子兎さんは俺様総長のお気に入り



もし、私がそう言えば理王は何とかしてくれるかもしれないけど…事態は絶対に悪化する。


だから私は、彼の問いには首を横に振った。



「いつもと違う状況だったから、びっくりしたの」


「嫌がらせされても、何事もなかったかのように振舞ってたお前がか?」


「その時と今の私の気持ちが変わったんだよ」




今は理王が大好きだから…気持ちを疑う訳じゃないけど、早川さんのところへ行って欲しくない。

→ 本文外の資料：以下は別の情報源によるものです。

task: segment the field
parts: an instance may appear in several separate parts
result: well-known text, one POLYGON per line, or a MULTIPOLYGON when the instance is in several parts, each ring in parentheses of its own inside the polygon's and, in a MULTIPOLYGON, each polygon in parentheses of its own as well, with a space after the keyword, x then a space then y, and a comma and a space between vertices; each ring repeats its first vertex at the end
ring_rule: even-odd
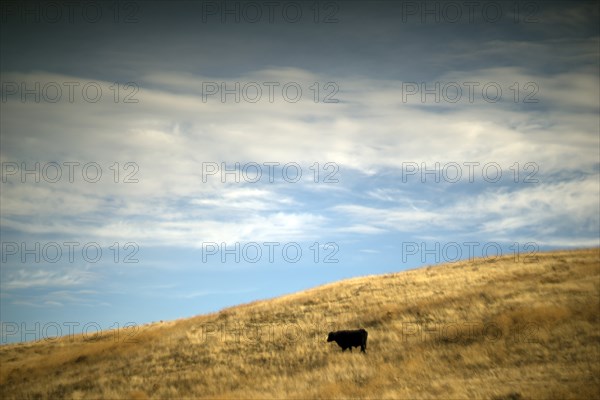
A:
POLYGON ((600 251, 360 277, 0 347, 4 399, 600 398, 600 251), (327 343, 365 328, 367 353, 327 343))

出会った時間が長いのは仕方ないけど、名前を呼び捨てにするのは私だけにしてほしい。



…自分の中にこんな知らない感情があったなんて知らなかった。




「へえ?変わったなら俺のこと愛してるって言ってみな」


「なっ…!」


「お前今すっごく顔に出てる。不謹慎だけどうさぎの知らない一面が、また見れてこの上なく気分がいい」


「…そうだよ、理王のこと大好きだから早川さんと、これ以上仲良くして欲しくない」


「元からあいつと仲良くねーよ、お前が思ってるようなことには絶対ならないから安心していい」



理王は小動物を愛でるように、私の頭を撫でながら一切の迷いなく言った。

その言葉で今、不安になっていた気持ちが一気に消える。


こんなの私じゃないって、悩むのなんてらしくない。


彼女に届かないならそれ以上に私も努力して、理王の隣にいられるように頑張る。



だって私は、負けず嫌いで根性ある性格だから。